Created around 1958, this sketch by Marie-Louise Carven is part of a personal archive of fashion studies. Executed in ink and pencil on paper, it captures a moment of urban leisure with minimal detail. The work bears a catalog number and handwritten annotations, suggesting its function as a working document rather than a finished piece. It resides in the Museum of Ethnography, where it is contextualized within the material culture of mid-century French fashion design.

Subject & Meaning

The figure is a woman in a casual, patterned dress, standing with a cigarette and small purse—details signaling everyday autonomy. Her short hair and plain footwear reflect a restrained, modern aesthetic. The inclusion of two additional dress sketches beside her implies a process of design iteration. The scene evokes neither glamour nor performance, but the quiet rhythm of postwar urban life, aligning with Carven’s focus on practical elegance for the active woman.

Technique & Style

The drawing employs loose, rapid linework with visible smudges and erasures, suggesting spontaneity and immediacy. Details like the zipper on one dress are noted with economical strokes. The ink is applied with varying pressure, and the paper bears the faint texture of hand-drawn contours. Handwriting in the corner and the numbered top-left corner indicate this was part of a systematic study, likely used for internal reference or client presentation.

History & Provenance

This sketch originates from Carven’s personal design archive, compiled during her tenure as founder of the House of Carven, established in 1945. It was likely retained by the designer or her studio before entering institutional collection. Its presence in the Museum of Ethnography reflects a broader curatorial interest in fashion as cultural artifact, rather than solely as high art or luxury object.

Context

In the late 1950s, Carven was pioneering accessible ready-to-wear fashion in France, challenging the dominance of haute couture. Her designs emphasized lightweight fabrics and fit for smaller frames, catering to a growing demographic of working women. This sketch, with its focus on functional details and unidealized posture, aligns with her philosophy: fashion as lived experience, not spectacle.

Legacy

Carven’s sketches, including this one, document a shift in fashion production toward democratized design.
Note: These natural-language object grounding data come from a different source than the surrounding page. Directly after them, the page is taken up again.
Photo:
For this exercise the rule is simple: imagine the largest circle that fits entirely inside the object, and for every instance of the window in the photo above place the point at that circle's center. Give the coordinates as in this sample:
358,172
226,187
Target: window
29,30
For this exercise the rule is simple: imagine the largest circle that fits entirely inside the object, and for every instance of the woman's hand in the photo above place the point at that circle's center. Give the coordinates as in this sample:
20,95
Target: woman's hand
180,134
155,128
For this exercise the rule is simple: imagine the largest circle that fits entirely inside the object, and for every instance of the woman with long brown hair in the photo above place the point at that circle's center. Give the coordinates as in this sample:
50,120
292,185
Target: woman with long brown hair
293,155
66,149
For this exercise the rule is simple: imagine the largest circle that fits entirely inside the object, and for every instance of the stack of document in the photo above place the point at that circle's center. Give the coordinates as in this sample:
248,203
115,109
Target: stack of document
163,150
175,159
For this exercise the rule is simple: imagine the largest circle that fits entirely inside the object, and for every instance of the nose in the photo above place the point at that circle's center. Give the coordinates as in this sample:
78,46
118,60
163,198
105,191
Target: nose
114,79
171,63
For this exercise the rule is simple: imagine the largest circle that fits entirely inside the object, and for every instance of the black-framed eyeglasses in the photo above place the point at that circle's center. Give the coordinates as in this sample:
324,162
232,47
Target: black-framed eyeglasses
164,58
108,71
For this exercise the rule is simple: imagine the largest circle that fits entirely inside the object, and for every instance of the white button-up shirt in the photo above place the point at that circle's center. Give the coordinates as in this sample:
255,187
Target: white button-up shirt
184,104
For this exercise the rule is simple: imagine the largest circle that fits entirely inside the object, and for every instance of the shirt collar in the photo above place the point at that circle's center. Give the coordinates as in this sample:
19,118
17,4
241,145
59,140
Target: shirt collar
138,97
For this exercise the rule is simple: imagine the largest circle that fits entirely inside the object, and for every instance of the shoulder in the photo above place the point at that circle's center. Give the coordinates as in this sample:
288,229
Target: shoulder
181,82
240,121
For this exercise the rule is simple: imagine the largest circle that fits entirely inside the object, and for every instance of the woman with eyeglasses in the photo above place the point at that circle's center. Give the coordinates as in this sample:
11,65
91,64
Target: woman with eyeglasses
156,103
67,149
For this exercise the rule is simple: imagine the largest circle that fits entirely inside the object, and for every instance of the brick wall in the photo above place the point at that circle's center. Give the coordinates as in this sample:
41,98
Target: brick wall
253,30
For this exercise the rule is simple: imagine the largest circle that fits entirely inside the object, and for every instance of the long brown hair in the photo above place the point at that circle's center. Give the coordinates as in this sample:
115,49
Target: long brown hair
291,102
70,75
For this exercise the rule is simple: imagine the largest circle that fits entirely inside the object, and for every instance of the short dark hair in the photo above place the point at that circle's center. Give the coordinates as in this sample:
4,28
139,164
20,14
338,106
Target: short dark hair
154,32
They reveal the quiet labor behind clothing that became widely worn. While not widely exhibited, such works inform contemporary understandings of how mid-century designers translated daily life into wearable form, influencing later approaches to functional, human-centered fashion.

Artist & collection

Portrait of Marie-Louise Carven

Artist

Marie-Louise Carven

Marie-Louise Carven (31 August 1909 – 8 June 2015), born Carmen de Tommaso, was a French fashion designer who founded the house of Carven in 1945.